Stat 585 - SentiAnalyzer - Sentiment analysis for consumer review

Consumer reviews are very instrumental in projecting the development and direction of businesses. The wealth of information provided with online reviews can be analyzed to access the general sentiment of the consumer towards the product/service. This sentiment analysis will provide general idea and quantitative measure of the consumer’s sentiment.

The required data set, in .tsv format, consist of a text review and a binary input of 0 or 1 indicating whether the consumer liked the item or not. These will be balanced using “ROSE” package, which attempts to generate synthetic data by randomly over-sampling examples in case of imbalance data.

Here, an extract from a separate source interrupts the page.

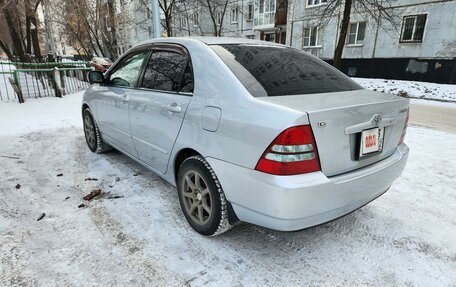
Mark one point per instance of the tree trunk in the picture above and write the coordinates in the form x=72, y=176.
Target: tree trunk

Then using a text mining package “tm”, it will mine for the words/word base of interest such as keywords that conveys sentiment based on dictionary list provided by the package. This “stream-lined” tokens that were independent variables on the raw dataset is then joined in a matrix through either of the three algorithms of the user’s choice such as Bag of Words, Tfdfi, or Bigram and will be analyzed based on its sentiment. Next, using “caTools” package, we split the data set to 0.2 data and 0.8 training set split ratio to be fed to different classification models of provided by the existing machine learning algorithms training models.

The package also compares the accuracy of the prediction model based on the machine learning algorithm which the user can choose from: decision tree, naïve bayes, or random forest. The result is different parameters of the sentiment prediction that is built in a confusion matrix: Accuracy, Precision, Recall, and F1 score. Lastly, these parameters will be visualized as a wordcloud as well as presented in an interactive Shiny app. Overall, this package will put together different algorithms and visualization of a version of natural language processing (NLP) and will allow a broader audience of user to access this tool.